Once he’s finished, I carry him with me to the kitchen to grab my morning coffee. As I search for a clean cup, my son yanks at my earrings and starts gumming the buttons on my nice shirt. My arm dozes off again and my asscrack comes back for an encore. I notice the hair on my neck - usually in a ponytail - is starting to stick to me because I’m sweating from the effort of wearing normal human clothes. I finally find a cup and fill it with fresh, steaming coffee, and right as I sit down, SPLAT. My son spits-up down my chest and all over the front of my shirt. It drips down into my good bra and pools beneath my boobs.
Gag. We’re done here.
I change back into my uniform: sports bra, plain cotton t-shirt, a pair of pants with no buttons or zippers, hair in a bun. I made it exactly two hours as a semi-fashionable mom.

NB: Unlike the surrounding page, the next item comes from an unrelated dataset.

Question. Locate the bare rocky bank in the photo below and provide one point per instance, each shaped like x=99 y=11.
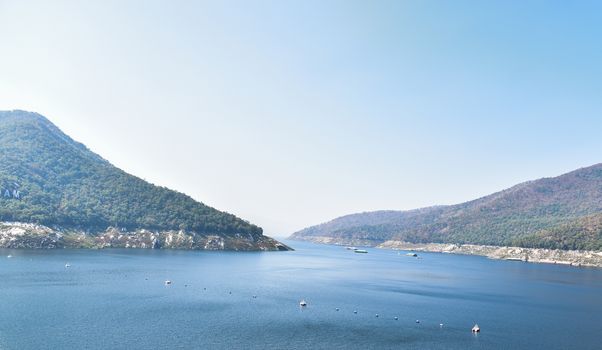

Being fashionable when you have small children is difficult. There are so few practical offerings in the women’s clothing department. Everything is too short, too long, too tight, too loose, too flimsy. If you want jeans, you have two options: plumber crack every time you bend down or gigantic panel of denim across your “mummy tummy” that makes your torso look egg-shaped. If you want shorts, well, you’re shit out of luck because they only sell denim panties now. Dresses? How about a shapeless bag with no waistline and spaghetti straps that splinter under the weight of your engorged breasticles? The trendy stuff is usually uncomfortable, geared towards a body free of imperfections, impractical for childcare, or some combination of the three. Classic pieces are always a go-to, but if you’re shopping on the cheap the cuts are usually terrible, and if you’re shelling out good money for nice stuff you better not have a spit-up sprinkler at home.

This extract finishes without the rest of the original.